What Security Lessons Can Jewish Organizations Learn From Orlando Massacre?
WASHINGTON — Jewish institutions must heed the flaws in the security industry exposed by the mass shooting in Orlando, the top Jewish community security official said.
Paul Goldenberg, who directs Secure Community Network, said Omar Mateen’s employment by a prominent security firm, G4S, should raise alarms by Jewish groups that hire security staffers from that firm and other contractors.
“We need to rethink the process and not depend on the lowest bidder,” Goldenberg told JTA on Sunday, emphasizing that he was not singling out G4S, but noting that many Jewish institutions used outside contractors. “The Jewish community has come to rely on private security professionals. We need to consider who to hire.”
Mateen pledged loyalty to the Islamic State in communications with police during his attack on a gay nightclub early Sunday, in which he killed 49 people and wounded 53. He was killed during the attack, the worst mass shooting in U.S. history.
Goldenberg, whose SCN is an affiliate of the Jewish Federations of North America and the Conference of Presidents of Major American Jewish Organizations, said security staff often have minimum screening and training, and are paid minimum wage.
“A lot of these companies, they’re hiring folks out of need,” he said. “The rates are very low that people are paid and they need to hold on to these guards.
He said contractors often screen staff just once, and are hesitant to act even when alerted to unusual behavior.
“When do you step up and say something’s not right?” Goldenberg said. “When you see something that’s not right or you feel it, who do you report it to? And do these companies have a mechanism in place for that purpose? So it’s a real hot topic. And my concern is that we’ve gone so far the other way that people are afraid to speak up.”
G4S said in a statement it was cooperating with law enforcement.
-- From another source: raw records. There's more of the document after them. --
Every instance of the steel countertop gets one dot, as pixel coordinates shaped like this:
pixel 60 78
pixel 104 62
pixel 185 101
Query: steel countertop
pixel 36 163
It said Mateen was employed as a guard at a residential community in south Florida and that it had screened him twice, once in 2006 when he was hired and again in 2013. G4S said it was found “no adverse findings” in its screenings, and that it was not informed of separate screenings by law enforcement.
NBC reported that the FBI had screened Mateen at least twice, including once in 2013 after coworkers said he made inflammatory statements about radical Islam. A colleague, Daniel Gilroy, told USA Today he had informed G4S about Mateen’s homophobic and racially charged comments.